Siendo este un blog de arte, me parece interesante el tocar este tema. También puede aplicarse este concepto a la literatura. Literatura que gusta por el reconocimiento, por el razonamiento, patrones, indiferencia (aburrida), dolor. Incluso podemos pensar en autores que escriben según su mismo placer de lectura: escriben con patrones reconocidos o simplemente usan técnicas exitosas, o buscan un lector más de lado del razonamiento. ¿Cuál tendrá más éxito comercial? ¿Cuál más gloria y reconocimiento inmortal?
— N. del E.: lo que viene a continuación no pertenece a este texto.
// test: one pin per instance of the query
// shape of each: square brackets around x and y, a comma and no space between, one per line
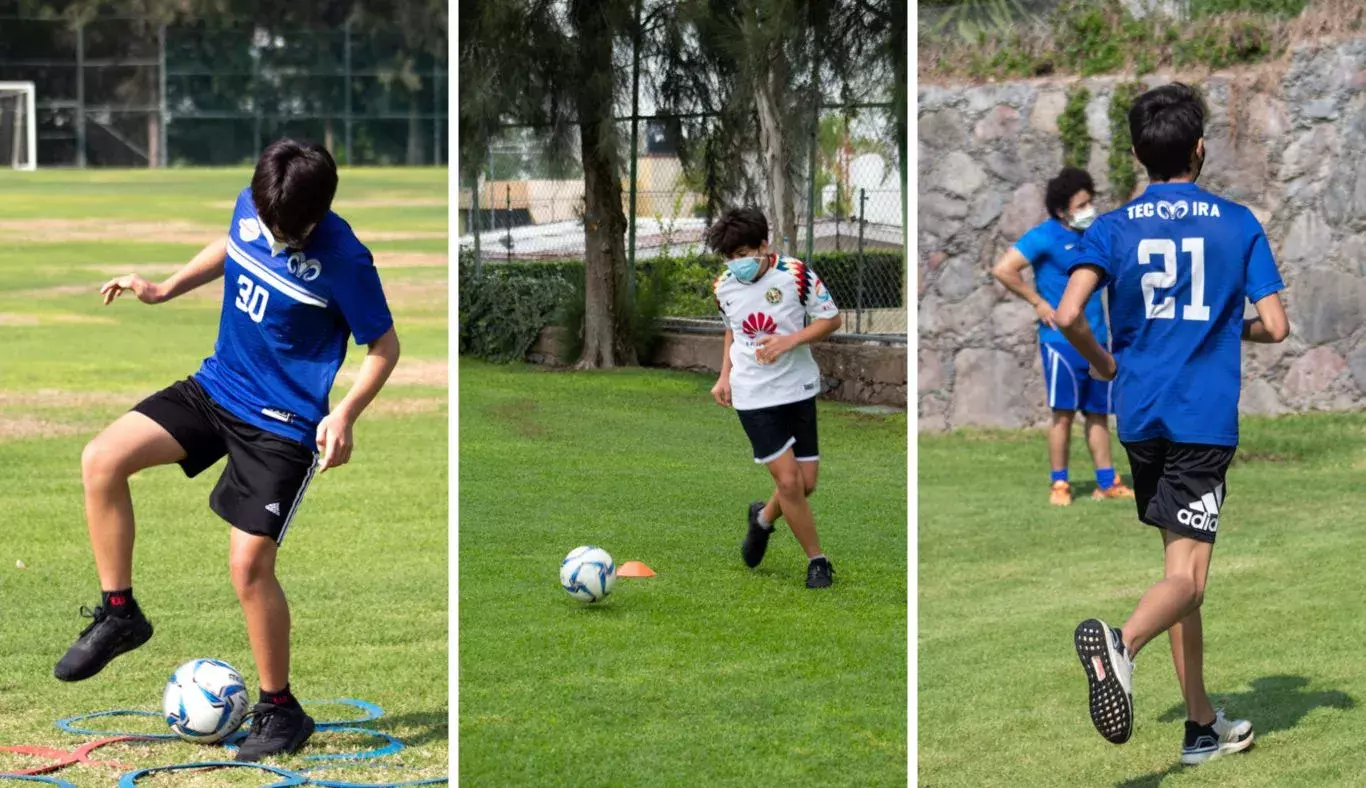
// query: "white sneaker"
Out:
[1111,678]
[1223,736]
Se me antoja pensar que el largo de la obra también se ve afectada por esto. Mucha gente siente dolor al leer. Si se aventura con la promesa de un clímax, lo haría con un texto corto, rapidito, pero posiblemente huirán al ver al Quijote. ¿Y las telenovelas? Se preguntarán algunos. Pues sí, son larguísimas y mantienen al espectador interesado. Si analizamos su estrategia, nos damos cuenta que narran la historia, por lo demás simple, en capítulos digeribles muy cargados de tensiones y pequeñas liberaciones. La gente ya sabe el final, pero quiere ver cada capítulo porque hay un placer secreto en ver la cara de la protagonista cuando le cuenten la mentira. Claro está, hay subtramas, que puede no tengan más intención que la de alargar el relato o meter balanceadores (e.g. elementos cómicos en medio de un drama).
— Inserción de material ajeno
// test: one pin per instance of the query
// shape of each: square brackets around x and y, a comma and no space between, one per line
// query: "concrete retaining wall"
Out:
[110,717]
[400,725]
¿Significa esto que el cuento puede ser más digerible que una novela? En realidad sí, aunque no necesariamente (hay cuentos muy espesos). Tomemos los microrrelatos como ejemplo. En general los microrrelatos proveen una satisfacción casi inmediata. Hay algunos que son muy profundos, con subtextos kilométricos a pesar de no tener más de 30 palabras, pero no son la regla: muchos no llegan más que a chistes, aforismos o trozos poéticos de fácil consumo.
El cuento presenta otro reto: son pocos personajes, usualmente una sola trama sobre un evento o desenlace particular. A lo que vinimos, se llama esa figura. Pero el chiste no es contar ese desenlace y ya, sino poner algo más de texto y construir historia que le dé más valor, contexto, sentido. Ese agregado inicial tendrá problemas si no se construye correctamente, si no crea esa tensión, la expectación del desenlace. Si se escribe un cuento y lees el final sin todo el preámbulo y resulta igual el impacto, estamos mal.
Con la novela se complica el asunto. No es un único desenlace, sino varios, con muchos personajes que pueden mutar, varias tramas y subtramas, varios contextos, y todos deben ser interesantes. El manejo del placer de lectura se complica (por algo se divide en capítulos).
¿Qué les parece? Para mí, el menos, esta teoría tiene algo de sentido y podría usarse para discutir o analizar.